Der Breaker als Werbefigur

Das könnte sich demnächst ändern. Denn gut drei Jahrzehnte nachdem es auf den Straßen der New Yorker Ghettos als eines der Elemente der Hiphop-Kultur geboren wurde, entdecken die Global Player das B-Boying: Im Oktober kam mit „B-Boy“ erstmals ein entsprechendes Spiel für die Playstation in die Läden, und der Sportartikelgigant Nike lässt in Werbespots Breaker Fußball spielen. Größter Förderer der Subkultur ist allerdings weiterhin Red Bull. Der Weltkonzern aus dem österreichischen 1.400-Seelen-Dorf Fuschl am See steckt zwar nur einen marginalen Teil seines mehr als 300 Millionen schweren Marketingetats in den Breakdance, tritt aber mittlerweile bei nahezu jeder Veranstaltung als Sponsor auf.

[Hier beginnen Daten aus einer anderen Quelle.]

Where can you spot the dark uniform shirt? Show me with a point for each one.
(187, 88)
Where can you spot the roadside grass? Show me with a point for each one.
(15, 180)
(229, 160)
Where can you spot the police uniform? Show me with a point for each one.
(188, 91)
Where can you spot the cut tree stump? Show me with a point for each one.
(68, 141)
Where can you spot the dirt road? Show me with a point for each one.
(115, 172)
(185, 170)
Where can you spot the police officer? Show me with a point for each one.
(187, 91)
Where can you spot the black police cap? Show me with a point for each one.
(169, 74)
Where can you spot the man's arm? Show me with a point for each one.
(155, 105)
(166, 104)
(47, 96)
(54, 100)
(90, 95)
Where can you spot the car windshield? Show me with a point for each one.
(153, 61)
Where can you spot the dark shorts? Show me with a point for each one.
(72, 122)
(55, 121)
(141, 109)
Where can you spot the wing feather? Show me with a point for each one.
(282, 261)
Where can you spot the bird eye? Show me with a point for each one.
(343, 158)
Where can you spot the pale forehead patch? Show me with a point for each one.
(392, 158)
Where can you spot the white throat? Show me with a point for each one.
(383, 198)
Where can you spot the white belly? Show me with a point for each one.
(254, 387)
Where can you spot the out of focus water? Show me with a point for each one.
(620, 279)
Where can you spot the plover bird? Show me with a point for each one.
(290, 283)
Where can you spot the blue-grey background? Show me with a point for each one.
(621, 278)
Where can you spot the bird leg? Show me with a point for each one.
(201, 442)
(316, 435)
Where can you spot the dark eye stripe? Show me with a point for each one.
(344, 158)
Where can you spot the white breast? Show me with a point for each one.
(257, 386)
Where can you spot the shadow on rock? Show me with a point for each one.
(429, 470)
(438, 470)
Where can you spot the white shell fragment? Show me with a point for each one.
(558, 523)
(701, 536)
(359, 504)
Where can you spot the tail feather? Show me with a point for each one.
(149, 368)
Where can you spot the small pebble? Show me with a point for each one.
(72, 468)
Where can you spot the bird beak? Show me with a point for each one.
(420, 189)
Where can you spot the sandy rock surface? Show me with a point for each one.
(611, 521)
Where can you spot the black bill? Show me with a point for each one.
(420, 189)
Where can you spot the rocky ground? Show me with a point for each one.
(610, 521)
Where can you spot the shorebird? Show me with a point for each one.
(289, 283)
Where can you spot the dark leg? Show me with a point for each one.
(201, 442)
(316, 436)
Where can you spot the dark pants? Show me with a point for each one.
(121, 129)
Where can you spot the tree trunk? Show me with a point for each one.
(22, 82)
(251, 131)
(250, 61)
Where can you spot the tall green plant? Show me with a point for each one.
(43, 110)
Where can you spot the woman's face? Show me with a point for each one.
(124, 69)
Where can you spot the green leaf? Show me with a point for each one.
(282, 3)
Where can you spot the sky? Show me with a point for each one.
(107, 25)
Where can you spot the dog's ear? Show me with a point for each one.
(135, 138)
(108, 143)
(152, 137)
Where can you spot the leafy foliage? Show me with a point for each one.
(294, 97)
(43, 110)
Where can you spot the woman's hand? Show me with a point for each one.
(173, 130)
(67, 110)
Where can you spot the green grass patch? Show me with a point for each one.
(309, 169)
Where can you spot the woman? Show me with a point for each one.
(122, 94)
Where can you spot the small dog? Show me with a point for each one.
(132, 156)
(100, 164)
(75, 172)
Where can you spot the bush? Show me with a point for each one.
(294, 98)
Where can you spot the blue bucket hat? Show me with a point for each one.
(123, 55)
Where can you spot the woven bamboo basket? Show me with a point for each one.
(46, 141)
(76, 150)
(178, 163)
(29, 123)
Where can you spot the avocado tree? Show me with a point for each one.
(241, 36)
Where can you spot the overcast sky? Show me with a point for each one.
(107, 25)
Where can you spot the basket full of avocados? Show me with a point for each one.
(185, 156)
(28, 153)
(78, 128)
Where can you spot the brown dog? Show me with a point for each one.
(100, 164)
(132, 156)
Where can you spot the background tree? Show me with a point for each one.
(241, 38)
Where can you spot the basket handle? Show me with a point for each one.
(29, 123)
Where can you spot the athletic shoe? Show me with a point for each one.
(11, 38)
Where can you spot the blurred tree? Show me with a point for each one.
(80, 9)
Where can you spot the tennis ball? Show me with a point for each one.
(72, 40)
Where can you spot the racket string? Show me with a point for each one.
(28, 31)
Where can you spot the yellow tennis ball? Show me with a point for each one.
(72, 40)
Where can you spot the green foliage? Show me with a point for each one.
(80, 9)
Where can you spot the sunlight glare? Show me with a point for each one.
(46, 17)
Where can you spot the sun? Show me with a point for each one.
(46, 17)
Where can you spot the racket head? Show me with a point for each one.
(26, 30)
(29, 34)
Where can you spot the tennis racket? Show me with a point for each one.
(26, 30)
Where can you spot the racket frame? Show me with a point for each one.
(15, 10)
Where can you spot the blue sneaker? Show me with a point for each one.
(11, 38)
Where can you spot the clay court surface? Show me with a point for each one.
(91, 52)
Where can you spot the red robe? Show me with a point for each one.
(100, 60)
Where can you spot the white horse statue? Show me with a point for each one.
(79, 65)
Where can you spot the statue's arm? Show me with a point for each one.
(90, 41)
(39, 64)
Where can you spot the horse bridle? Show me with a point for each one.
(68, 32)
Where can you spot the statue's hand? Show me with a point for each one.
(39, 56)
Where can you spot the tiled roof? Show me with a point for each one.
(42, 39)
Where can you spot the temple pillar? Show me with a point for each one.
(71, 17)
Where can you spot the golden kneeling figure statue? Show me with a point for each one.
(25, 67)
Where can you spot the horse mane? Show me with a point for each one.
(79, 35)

Das nun schon lange Jahre andauernde Engagement hat dazu geführt, dass die blausilbernen Dosen selbst unter altgedienten B-Boys einen guten Ruf genießen. Auch Niels Robitzky, unter seinem Tänzernamen Storm eine Berliner B-Boy-Institution und in São Paulo Präsident der Jury, weiß den Sponsor zu schätzen: „Egal wo ich hinkam, Red Bull war immer auf dem Plakat“, erzählt der mit seiner Breakdance-Show zuletzt durch Brasilien und demnächst durch Vietnam tourende 37-Jährige. „Alle Hiphopper sind froh, dass die Marke eine offene Hand hat.“

Zudem ist der Limonadenhersteller clever genug, die in der Szene hochgeschätzten Werte wie „Realness“ (Echtheit) oder „Credibility“ (Glaubwürdigkeit) zu beachten. Auch in São Paulo ist das Marketing im Umfeld der Veranstaltung wenig aufdringlich, der Red-Bull-Schriftzug nur selten zu finden. Das „BC One“ geriert sich auch gar nicht erst als offizielle Weltmeisterschaft, denn nichts läge der anarchischen Szene ferner, als die Vereinsmeierei des organisierten Sports zu adaptieren. Aber das Event und vor allem das ausgeschüttete Preisgeld sind, so Storm, ein „weiterer Schritt zur Professionalisierung“. So hat sich das „BC One“ im dritten Jahr seines Bestehens bereits zu einem der wichtigsten Schaufenster der Szene entwickelt. Die Gewinner sind Stars. Mit den prominentesten Namen werden DVDs verkauft, ihre „Moves“ genannten Tricks kann der Nachwuchs im Playstation-Game nachspielen. Der Schwierigkeitsgrad dieser Moves ist atemberaubend. Mit Salti, Flickflacks und fliegenden Scheren stellt mancher Breaker selbst olympiaerfahrene Bodenturner in den Schatten. Drei bis vier Stunden tägliches Training sind dazu nötig – der regelmäßige Gang in den Kraftraum, wie ihn Storm empfiehlt, ist jedoch noch weitgehend verpönt.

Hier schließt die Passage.